# Do I need a special saddle pad?



## phantomhorse13 (Feb 18, 2011)

Ne0n Zero said:


> attaching D-rings to my M. Toulouse jumping saddle. It is the only saddle that fits Skipper perfectly right now, and we may be going on some long trail rides in the future where I would want to tie some things to the saddle to take with me.
> 
> The saddle pad I ride with is your typical square english schooling pad. If I were to tie things to the back of the saddle, would I need something thicker or longer to use under the saddle so that those things wouldn't rub? Or would it be okay?


The first issue is saddle fit, which sounds like you have taken care of with your current saddle (though do be aware that sometimes as distance increases, things do sometimes not work as they had at lessor distances!). As for what will happen with saddle packs.. a lot depends on the pack and how/where they sit.

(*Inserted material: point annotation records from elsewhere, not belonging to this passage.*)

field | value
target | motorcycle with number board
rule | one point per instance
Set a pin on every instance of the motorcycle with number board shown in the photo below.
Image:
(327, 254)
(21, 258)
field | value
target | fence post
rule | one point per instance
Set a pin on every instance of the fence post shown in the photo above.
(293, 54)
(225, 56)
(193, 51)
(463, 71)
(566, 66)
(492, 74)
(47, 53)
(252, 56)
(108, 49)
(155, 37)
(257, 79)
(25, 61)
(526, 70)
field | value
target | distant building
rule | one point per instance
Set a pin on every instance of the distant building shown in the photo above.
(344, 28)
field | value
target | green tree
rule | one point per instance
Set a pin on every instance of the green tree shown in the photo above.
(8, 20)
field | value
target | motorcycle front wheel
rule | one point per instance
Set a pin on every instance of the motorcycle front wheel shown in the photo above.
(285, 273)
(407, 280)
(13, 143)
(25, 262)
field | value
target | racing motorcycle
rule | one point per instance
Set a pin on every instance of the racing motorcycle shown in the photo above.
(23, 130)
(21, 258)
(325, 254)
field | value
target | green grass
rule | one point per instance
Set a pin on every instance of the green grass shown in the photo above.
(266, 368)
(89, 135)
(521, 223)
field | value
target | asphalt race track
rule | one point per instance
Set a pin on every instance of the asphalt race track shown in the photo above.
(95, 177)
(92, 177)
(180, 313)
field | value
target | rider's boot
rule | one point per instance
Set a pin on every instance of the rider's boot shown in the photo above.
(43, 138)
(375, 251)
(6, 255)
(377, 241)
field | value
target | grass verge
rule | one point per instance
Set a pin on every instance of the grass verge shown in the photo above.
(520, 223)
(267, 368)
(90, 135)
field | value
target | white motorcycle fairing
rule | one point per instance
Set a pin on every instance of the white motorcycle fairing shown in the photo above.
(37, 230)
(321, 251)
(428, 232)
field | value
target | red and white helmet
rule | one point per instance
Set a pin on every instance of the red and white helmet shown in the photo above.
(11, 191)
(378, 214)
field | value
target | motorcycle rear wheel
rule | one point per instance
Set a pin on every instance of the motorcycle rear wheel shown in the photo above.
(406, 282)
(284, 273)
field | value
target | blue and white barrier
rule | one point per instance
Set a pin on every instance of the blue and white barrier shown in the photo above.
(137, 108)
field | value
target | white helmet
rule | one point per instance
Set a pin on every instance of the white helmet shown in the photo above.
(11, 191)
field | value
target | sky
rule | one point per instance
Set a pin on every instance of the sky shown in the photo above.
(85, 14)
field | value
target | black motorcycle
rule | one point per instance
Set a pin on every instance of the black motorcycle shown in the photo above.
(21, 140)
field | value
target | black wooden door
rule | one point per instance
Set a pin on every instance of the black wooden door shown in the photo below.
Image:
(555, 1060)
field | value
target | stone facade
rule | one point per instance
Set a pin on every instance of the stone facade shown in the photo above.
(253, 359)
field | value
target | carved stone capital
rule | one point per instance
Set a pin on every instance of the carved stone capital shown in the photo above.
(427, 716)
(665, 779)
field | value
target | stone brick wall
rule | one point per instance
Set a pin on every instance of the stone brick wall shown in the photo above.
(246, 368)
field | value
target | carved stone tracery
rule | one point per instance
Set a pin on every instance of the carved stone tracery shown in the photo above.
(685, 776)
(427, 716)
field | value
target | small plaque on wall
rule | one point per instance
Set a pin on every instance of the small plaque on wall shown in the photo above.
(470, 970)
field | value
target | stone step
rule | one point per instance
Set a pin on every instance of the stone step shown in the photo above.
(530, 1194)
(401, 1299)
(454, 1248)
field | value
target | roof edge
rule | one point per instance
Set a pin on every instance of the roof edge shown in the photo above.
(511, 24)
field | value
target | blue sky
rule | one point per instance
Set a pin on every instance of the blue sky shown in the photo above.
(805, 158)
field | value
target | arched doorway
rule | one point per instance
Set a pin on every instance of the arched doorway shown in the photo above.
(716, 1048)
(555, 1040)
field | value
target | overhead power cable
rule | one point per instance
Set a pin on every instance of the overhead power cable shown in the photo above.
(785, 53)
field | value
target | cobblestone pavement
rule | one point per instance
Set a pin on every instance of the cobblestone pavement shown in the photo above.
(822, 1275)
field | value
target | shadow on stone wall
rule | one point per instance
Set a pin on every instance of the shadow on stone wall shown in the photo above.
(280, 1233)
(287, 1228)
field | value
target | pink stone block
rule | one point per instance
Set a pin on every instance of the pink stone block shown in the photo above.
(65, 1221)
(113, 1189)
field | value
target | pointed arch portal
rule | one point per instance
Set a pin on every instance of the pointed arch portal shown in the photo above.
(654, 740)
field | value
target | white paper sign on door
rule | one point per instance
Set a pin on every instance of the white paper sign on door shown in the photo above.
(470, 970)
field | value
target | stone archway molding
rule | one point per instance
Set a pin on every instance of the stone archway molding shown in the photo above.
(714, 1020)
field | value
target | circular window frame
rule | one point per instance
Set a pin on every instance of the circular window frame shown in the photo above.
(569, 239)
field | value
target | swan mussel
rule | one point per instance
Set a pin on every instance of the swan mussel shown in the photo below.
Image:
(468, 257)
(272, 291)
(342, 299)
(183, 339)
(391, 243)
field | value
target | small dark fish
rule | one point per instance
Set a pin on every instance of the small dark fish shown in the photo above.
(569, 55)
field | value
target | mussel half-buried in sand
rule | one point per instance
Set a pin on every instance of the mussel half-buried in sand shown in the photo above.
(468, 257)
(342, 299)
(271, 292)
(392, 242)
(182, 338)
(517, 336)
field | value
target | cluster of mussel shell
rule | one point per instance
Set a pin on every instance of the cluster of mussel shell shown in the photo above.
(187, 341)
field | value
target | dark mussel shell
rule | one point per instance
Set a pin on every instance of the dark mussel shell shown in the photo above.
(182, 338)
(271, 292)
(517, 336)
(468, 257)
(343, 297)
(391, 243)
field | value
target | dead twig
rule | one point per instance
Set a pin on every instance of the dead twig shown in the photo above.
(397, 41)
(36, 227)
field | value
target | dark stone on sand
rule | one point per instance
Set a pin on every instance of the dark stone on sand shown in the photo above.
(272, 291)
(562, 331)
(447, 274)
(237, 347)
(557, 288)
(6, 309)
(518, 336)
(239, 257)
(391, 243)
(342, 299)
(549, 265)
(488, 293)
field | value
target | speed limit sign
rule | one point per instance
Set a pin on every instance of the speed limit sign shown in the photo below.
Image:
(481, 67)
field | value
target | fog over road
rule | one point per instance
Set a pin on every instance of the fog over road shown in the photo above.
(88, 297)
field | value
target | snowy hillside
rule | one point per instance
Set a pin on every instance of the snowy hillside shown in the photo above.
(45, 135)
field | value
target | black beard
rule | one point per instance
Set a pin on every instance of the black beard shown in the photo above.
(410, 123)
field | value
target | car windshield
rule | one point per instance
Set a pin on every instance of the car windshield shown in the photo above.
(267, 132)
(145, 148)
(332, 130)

I know some people (like me) who ride with their packs attached to the front of the saddle, meaning the packs themselves are touching the horse. Assuming the pack has a nice underside and is tied down in a secure way, rubs can be minimized. However, I could see a sensitive horse perhaps still getting rubs even with a soft underside.

Packs on the back of saddles are sometimes touching the horse directly and some people like to have their saddle pad between the pack and the horse. Again, I think it depends on the horse and the amount of movement of the pack. The lady camped next to us at a recent ride went out with an easyboot in her cantle bag which rolled over.. leaving the metal clip to rub against the back of her horse thru the pack.. He had quite the rub by the first hold. :shock: But she said she had used the pack previously with no issue, but had never had the boot in it before.

My suggestion would be to secure the pack to reduce the flapping as much as you can, and then ride with it. Pay close attention to how its acting and how the horse's skin looks under it as you ride.


----------



## Ne0n Zero (Dec 25, 2008)

Okay, sounds good! I do think I'm going to keep an eye out for an english pad that extends a bit farther back than my current one does. That, or when I get packs, maybe stitch fleece or something to the part of them that lays against him. Do you think that would be a good idea?


----------



## Brighteyes (Mar 8, 2009)

When I still rode in my English saddle, I glued sheep skin to the bottom of my cantle bags because it rubbed my mare. :lol: It looked ridiculous. But it worked. 

I found a dressage pad that extended far enough back that I could remove my ghetto sheep skin eventually.


----------